There is an obvious difference, the red insulating tape at ETMY wiring which does not show at ETMX. The wire which has the insulating tape carries VBIAS to the ESD at ETMY. The reason for the insulation is that the coax cable's shield is cut off because the corresponding coax cable inside the chamber has the known issue of having the shield connected to the center lead. This problem is non existen at ETMX.
This is another big difference between both masses which may be related to the more stable results on the charge measurements observed at ETMX.

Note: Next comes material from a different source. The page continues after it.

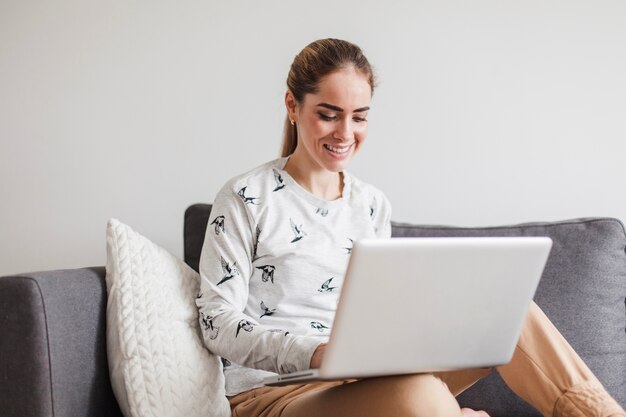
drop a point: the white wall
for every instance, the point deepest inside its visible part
(488, 112)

We need to fix the shielding in any event. The shield now acts as a large capacitance coupling of the electrode to the chamber and will inevitably cause cross talk and noise in later operations.
Removed the Ring Heater Assembly from the ITMy quad structure going into 3IFO storage. Before starting I noticed the lower ring heater assembly had a crack in the glass former. Not sure when the break happened, but this one also displayed a lot of movement inside the ring heater shield. The pictures show how the former has pushed pretty far out of position. The ring heater cables were also removed. This includes the "antlers" (D1001755) but not the plate (D1002420) which the earthquake stop is attached to. The assemblies removed were: ASSY-D1001895-V5 #001 (lower ring heater, broken) ASSY-D1001517-V7 #612 (cable assembly) ASSY-D1001838-V6 #005 (upper ring heater)
That should read ITMx (not y) and ASSY-D1001838-V6 #002 (upper ring heater) not #005. typos.
Note, when the 40kg optics are installed and removed from the QUAD lower structures that these ring heaters are mounted to, there is some torquing of the structure (and therefore the RH). Possibly this adds to these failure modes.
One more fix. The lower ring heater should be: ASSY-D100195-108 Made a mistake with a V5 and V6 part.